My Lords, I am grateful for that information from my noble friend and look forward to the report from the committee. There is no doubt that having the circumstances where we are faced with the issues of climate change, in its relationship to food production, and—I emphasise this, lest I cause anxiety to the noble Lord, Lord Lawson—that of having a 9 billion population to be fed by 2050, it means that we have to increase very significantly the productive capacities of the world’s agriculture. There is no doubt that GM technology points helpfully in a direction.
My Lords, why has there been a four-year delay? Is it in fact because the trials have not been completed, or is it just that the Government cannot make up their mind?

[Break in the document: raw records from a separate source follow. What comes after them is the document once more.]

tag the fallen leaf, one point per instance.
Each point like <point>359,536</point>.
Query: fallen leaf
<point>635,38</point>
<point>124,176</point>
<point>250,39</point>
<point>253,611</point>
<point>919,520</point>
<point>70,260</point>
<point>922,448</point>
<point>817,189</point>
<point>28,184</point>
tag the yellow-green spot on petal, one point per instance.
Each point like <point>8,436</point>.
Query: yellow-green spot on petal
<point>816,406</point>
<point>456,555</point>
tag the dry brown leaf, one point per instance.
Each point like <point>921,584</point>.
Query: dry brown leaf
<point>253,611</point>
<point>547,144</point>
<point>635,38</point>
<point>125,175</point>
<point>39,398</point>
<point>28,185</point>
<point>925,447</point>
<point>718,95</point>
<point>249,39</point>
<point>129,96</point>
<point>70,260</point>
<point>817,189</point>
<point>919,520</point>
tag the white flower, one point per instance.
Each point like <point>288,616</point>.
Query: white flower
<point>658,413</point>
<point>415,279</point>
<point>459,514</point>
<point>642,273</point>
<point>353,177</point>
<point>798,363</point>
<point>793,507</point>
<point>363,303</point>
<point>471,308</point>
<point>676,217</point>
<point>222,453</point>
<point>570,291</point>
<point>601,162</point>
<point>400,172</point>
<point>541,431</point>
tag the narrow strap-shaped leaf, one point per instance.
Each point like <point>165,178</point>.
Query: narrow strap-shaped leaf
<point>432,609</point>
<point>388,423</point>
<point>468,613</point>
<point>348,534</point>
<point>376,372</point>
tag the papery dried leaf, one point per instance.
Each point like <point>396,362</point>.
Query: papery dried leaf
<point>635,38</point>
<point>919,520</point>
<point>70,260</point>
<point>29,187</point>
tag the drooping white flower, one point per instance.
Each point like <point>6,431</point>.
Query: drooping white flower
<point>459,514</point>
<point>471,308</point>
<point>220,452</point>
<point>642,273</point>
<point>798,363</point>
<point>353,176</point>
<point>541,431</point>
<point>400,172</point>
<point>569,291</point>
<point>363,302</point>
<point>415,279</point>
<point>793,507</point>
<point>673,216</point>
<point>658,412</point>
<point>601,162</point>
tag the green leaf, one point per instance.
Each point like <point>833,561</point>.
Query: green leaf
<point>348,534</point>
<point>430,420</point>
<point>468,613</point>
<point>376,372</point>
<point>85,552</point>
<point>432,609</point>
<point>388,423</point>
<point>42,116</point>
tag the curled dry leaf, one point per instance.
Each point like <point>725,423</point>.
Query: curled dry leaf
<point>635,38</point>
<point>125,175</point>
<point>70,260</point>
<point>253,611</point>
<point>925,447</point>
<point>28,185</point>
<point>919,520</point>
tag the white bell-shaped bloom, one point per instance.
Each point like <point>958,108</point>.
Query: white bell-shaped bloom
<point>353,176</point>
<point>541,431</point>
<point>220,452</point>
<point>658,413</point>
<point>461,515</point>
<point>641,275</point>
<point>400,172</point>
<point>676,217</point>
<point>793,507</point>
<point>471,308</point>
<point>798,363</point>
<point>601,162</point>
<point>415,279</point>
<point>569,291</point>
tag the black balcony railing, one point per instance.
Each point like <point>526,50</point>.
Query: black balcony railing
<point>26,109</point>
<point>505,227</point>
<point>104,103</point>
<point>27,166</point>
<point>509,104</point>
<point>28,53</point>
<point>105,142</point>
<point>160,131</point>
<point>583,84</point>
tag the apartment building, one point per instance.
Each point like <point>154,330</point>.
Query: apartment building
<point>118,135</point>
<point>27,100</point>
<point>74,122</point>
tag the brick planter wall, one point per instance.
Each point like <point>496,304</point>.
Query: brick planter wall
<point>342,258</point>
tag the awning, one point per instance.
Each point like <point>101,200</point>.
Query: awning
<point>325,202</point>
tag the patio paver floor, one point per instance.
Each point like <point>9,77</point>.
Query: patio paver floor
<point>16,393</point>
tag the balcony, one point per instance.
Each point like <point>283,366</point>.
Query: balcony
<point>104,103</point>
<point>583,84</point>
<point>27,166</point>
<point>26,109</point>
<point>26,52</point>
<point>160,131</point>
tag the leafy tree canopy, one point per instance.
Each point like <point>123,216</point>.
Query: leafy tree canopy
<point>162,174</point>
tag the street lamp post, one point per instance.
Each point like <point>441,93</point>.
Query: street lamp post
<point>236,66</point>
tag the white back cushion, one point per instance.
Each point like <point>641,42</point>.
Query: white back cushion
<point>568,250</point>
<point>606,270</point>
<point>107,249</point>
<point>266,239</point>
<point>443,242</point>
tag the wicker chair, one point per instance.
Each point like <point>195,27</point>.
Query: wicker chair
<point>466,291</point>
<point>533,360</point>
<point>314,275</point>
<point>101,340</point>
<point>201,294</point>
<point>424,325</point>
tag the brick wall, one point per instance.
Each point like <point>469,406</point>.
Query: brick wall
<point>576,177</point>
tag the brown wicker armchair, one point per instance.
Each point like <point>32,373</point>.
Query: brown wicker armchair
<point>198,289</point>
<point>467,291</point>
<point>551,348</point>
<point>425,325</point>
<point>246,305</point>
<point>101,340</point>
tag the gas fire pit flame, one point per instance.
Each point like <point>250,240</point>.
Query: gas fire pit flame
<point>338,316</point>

My Lords, it is not a question of the Government not making up their mind. The important thing is to take public opinion with us, and therefore we have to be absolutely clear about the cases which we are involved with. There is no doubt that there is a growing understanding among the public of the issues that my noble friend has just raised regarding the Select Committee. Those are all processes of important education for the wider community. Noble Lords will recognise that the present reluctance of supermarkets to stock GM food reflects the present state of public opinion. There is a great deal of work to be done.
Is there any reason why the potato could not be grown in this country?
My Lords, only three countries will be growing this potato, because they have the industries which are interested in the starch that it produces: Sweden, the Czech Republic and Germany. We do not have that industry and are therefore not too interested in the production of the starch.
My Lords, since we are continually advised that we should take note of scientific opinion, and since the motto of the Royal Agricultural Society of England is, “Practice with Science”, after we get the report of Sub-Committee D—which I am sure will be interesting in itself—would it not be good if we set aside considerable time in this House for a full debate on this whole issue, so that people can be better aware and fully understand the implications, and then take advice from the science that is available?
My Lords, it is difficult for me to speak on behalf of the usual channels, but I am sure that the Government would very much welcome having that debate in the House. Whether we can squeeze that in before any intended general election, I have room for doubt.